Some ideas have been done so well already that they should be left to slumber. | Source

I know there hasn’t been that much done, and the Tin Man mini series on Sci Fi was interesting, but I don’t need any more versions the Wizard of Oz made either. You want to include it, turn the mythology on it’s ear like Stephen King did in the Wizard and Glass book of the Dark Tower series. Passing references to the material is fine, like in the Matrix and many other movies that cite the Wizard of Oz. I know nostalgia is quite a fuel for material, but why not instead create something new, or place it in a setting previously unseen. Refresh, do not rehash.

My reasoning behind not making another Wizard of Oz also is that the original one was so well made, why water it down? That is the tendency of making sequels, or adding to the universe is somehow with each new incarnation, there is a chance to stain or spoil the original, and that's what I think has happened with each new entry into the film world of the L. Frank Baum classic.

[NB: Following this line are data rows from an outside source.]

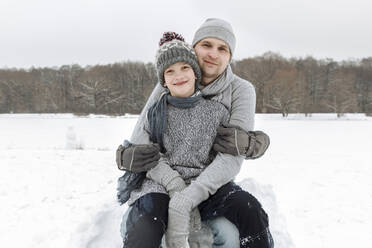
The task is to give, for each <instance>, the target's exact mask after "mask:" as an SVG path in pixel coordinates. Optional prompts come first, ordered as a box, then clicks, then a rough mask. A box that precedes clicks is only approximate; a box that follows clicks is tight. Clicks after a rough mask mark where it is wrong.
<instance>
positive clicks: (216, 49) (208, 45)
mask: <svg viewBox="0 0 372 248" xmlns="http://www.w3.org/2000/svg"><path fill="white" fill-rule="evenodd" d="M194 49H195V52H196V56H197V57H198V62H199V65H200V68H201V69H202V71H203V84H204V85H208V84H209V83H211V82H213V81H214V80H215V79H216V78H217V77H218V76H219V75H221V73H222V72H224V71H225V70H226V67H227V65H228V64H229V63H230V58H231V53H230V48H229V45H227V44H226V42H224V41H222V40H220V39H216V38H205V39H203V40H201V41H199V42H198V43H197V44H196V45H195V47H194Z"/></svg>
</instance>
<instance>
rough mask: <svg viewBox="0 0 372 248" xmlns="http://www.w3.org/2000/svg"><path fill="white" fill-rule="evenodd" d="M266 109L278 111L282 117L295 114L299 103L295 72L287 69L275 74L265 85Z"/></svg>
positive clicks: (296, 82) (294, 70)
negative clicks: (297, 106)
mask: <svg viewBox="0 0 372 248" xmlns="http://www.w3.org/2000/svg"><path fill="white" fill-rule="evenodd" d="M265 95H266V99H267V100H266V103H265V105H266V107H269V108H272V109H274V110H278V111H280V113H282V115H283V117H286V116H288V114H289V113H290V112H296V111H297V106H298V103H299V87H298V84H297V82H296V70H295V69H293V68H287V69H283V70H279V71H277V72H276V74H275V77H274V78H273V79H272V80H270V81H269V82H268V84H267V87H266V91H265Z"/></svg>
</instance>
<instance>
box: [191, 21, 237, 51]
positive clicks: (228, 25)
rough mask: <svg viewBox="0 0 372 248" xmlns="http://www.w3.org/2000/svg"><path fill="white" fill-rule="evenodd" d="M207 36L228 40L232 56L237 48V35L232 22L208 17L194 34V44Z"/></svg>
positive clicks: (226, 43) (195, 44)
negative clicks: (229, 22)
mask: <svg viewBox="0 0 372 248" xmlns="http://www.w3.org/2000/svg"><path fill="white" fill-rule="evenodd" d="M205 38H217V39H220V40H223V41H224V42H226V44H228V45H229V47H230V51H231V56H232V55H233V53H234V50H235V35H234V31H233V30H232V27H231V25H230V23H228V22H226V21H224V20H222V19H217V18H208V19H207V20H206V21H205V22H204V23H203V24H202V25H201V26H200V28H199V29H198V30H196V33H195V35H194V39H193V41H192V46H193V47H195V45H196V44H197V43H198V42H199V41H201V40H203V39H205Z"/></svg>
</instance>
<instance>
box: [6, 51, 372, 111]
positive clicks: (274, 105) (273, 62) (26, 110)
mask: <svg viewBox="0 0 372 248" xmlns="http://www.w3.org/2000/svg"><path fill="white" fill-rule="evenodd" d="M231 65H232V69H233V72H234V73H235V74H237V75H238V76H240V77H242V78H244V79H246V80H248V81H250V82H251V83H252V84H253V85H254V86H255V88H256V94H257V104H256V112H257V113H281V114H282V115H283V116H287V115H288V114H289V113H305V114H311V113H337V115H338V116H342V115H343V114H344V113H366V114H368V115H371V114H372V57H370V58H364V59H360V60H347V61H342V62H336V61H333V60H332V59H322V60H318V59H315V58H313V57H311V56H309V57H306V58H289V59H288V58H284V57H283V56H281V55H280V54H277V53H272V52H267V53H264V54H263V55H261V56H256V57H252V58H247V59H242V60H236V61H233V62H232V64H231ZM156 83H157V78H156V69H155V67H154V65H153V64H152V63H142V62H131V61H127V62H121V63H114V64H109V65H96V66H86V67H81V66H80V65H77V64H75V65H64V66H61V67H58V68H57V67H53V68H31V69H27V70H25V69H0V113H75V114H89V113H94V114H109V115H123V114H125V113H132V114H138V113H140V111H141V109H142V108H143V106H144V104H145V103H146V100H147V98H148V96H149V95H150V94H151V91H152V89H153V88H154V87H155V85H156Z"/></svg>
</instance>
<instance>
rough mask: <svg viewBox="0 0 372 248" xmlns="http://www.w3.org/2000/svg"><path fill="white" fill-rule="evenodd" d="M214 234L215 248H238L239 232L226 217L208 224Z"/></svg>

I’m not completely against remakes, I did like Disney’s re release of Cinderella, and I also liked the revamped Maleficent as well told from the villains perspective. But for the most part, I say let either let the old die, or bring something new to the table. Thematic elements we can keep, but you don’t have to dredge up things from a bygone era. There is plenty of material around us now ripe for the taking.

The Ban Hammer

Which of these five subjects would you most NOT want to see a movie made ever again.

See results

Final Verdict

I haven't watched Once Upon A Time, the television show so I am not sure what to make of what they made from some of the subjects mentioned, but by an large, I'd rather not see anty remakes, prequels, sequels, or adaptations of this material make it's way to theaters. Soak in the old, but bring on the new. It's not as if there aren't plenty of good stories out there ready for the telling.